In this subsection, we consider the seasonality aggregated approach (Section 3.3) for the centralized prediction method and use Elasticnet for prediction.

In [None]:
'''
#Hyperparameter Tuning
BestR2 = -1
BestPar = [-1,-1]

idx1 = [0.1*i for i in range(1,11)] # Set of values for alpha
idx2 = [0.1*i for i in range(11)]   # Set of values for l1_ratio

for i in idx1:
    for j in idx2:
        y_pred = []
        y_test = []
        for k in skuSet:
            elastic = ElasticNet(alpha= i,l1_ratio=j)
            ModelsElastic = elastic.fit(X_dict[k]["train"],y_dict[k]["train"])
            y_pred += list(ModelsElastic.predict(X_dict[k]['test']))
            y_test += list(y_dict[k]["test"])
        R2 = r2_score(np.array(y_test), np.array(y_pred))
        if R2>BestR2:
            BestR2 = R2
            BestPar[0] = i
            BestPar[1] = j
            
print('The best value of alpha:',BestPar[0])
print('The best value of l1_ratio:',BestPar[1])
'''

In [51]:
y_pred = []
skuModels = {}

for i in skuSet:
#    elastic = ElasticNet(alpha=BestPar[0],l1_ratio=BestPar[1])
    elastic = ElasticNet(alpha=1,l1_ratio=0.9)
    skuModels[i] = elastic.fit(X_dict[i]["train"],y_dict[i]["train"])
    y_pred += list(skuModels[i].predict(X_dict[i]['test']))

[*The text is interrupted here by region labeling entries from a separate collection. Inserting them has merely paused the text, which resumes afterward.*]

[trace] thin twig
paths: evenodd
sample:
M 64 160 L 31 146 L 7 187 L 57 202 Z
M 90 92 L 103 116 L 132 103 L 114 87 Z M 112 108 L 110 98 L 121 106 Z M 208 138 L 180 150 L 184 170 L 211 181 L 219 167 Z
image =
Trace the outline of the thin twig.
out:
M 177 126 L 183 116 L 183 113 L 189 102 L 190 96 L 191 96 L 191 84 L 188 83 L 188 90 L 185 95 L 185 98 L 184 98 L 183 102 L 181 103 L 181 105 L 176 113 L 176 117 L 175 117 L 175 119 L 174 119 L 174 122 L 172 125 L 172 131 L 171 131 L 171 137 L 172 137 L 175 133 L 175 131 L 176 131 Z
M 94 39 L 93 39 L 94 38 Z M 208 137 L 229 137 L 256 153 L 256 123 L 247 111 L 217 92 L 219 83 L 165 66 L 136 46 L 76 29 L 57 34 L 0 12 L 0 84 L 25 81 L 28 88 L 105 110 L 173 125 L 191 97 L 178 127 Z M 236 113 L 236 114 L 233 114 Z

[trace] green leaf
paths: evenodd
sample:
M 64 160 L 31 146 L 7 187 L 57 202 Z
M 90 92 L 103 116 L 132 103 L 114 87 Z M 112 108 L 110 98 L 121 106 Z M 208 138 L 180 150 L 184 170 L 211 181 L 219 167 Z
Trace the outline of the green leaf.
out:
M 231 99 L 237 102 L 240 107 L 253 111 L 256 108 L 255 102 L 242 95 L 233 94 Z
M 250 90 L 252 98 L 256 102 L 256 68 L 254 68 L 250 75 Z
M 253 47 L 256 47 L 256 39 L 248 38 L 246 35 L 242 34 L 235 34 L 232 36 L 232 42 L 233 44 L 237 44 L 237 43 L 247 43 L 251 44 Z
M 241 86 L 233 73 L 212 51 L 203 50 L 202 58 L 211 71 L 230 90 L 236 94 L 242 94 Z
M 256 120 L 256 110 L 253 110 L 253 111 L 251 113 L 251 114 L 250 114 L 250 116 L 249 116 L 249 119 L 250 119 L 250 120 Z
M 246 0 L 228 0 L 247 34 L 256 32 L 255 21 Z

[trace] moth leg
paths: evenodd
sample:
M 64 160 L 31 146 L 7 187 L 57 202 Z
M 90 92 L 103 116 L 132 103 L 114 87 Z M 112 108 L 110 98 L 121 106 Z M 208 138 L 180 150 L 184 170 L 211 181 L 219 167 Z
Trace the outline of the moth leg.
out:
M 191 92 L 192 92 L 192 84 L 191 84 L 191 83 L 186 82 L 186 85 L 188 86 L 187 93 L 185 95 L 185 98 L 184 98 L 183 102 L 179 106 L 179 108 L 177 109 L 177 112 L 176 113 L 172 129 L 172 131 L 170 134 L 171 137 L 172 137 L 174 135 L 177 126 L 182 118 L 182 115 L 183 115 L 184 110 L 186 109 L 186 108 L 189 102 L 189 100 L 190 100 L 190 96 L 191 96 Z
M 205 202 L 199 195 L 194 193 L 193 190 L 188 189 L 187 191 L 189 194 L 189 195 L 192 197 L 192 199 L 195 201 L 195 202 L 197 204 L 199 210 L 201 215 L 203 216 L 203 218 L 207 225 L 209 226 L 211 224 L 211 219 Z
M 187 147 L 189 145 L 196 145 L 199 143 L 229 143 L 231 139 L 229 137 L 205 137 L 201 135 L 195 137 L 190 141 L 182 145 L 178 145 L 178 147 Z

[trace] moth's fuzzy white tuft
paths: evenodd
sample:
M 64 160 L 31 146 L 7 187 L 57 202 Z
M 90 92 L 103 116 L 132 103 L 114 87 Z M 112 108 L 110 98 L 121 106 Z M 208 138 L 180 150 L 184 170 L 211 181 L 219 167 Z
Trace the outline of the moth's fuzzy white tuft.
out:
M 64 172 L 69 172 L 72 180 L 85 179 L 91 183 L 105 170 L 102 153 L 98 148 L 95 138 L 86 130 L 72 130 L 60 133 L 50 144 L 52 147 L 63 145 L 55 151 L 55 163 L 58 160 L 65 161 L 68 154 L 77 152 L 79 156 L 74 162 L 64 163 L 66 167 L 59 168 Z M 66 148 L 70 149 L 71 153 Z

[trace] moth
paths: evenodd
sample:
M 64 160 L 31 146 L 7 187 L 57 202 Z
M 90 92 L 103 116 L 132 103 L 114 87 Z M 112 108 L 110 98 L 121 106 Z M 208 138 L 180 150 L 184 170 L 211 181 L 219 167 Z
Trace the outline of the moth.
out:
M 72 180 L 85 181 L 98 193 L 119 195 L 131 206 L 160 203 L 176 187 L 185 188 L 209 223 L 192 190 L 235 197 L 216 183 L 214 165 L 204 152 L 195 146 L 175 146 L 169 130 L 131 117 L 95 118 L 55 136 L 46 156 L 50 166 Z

#computing overall performance metrics on y_pred and y_test:
print('Seasonality aggregated (EN) R2:',round(r2_score(y_test, np.array(y_pred)),3))
print('Seasonality aggregated (EN) MSE:', round(mean_squared_error(y_test, np.array(y_pred)),3))

res['Decentralized(SA-EN)']=[r2_score(y_test, np.array(y_pred))]

Seasonality aggregated (EN) R2: 0.595
Seasonality aggregated (EN) MSE: 44882.604


# 5. Results

In [52]:
res

Unnamed: 0,Centralized(LR),Decentralized(LR),Centralized(SA-LR),Decentralized(SA-LR),Centralized(SA-EN),Decentralized(SA-EN)
R2,0.114249,0.516539,0.616066,0.516539,0.631869,0.594695


From the above chart, we notice that the most accurate approach is to make seasonality aggregated data and use Elasticnet ia a centralized approach. 
It is evident that the seasonality aggregated data plays an important role in the prediction accuracy of the centralized method.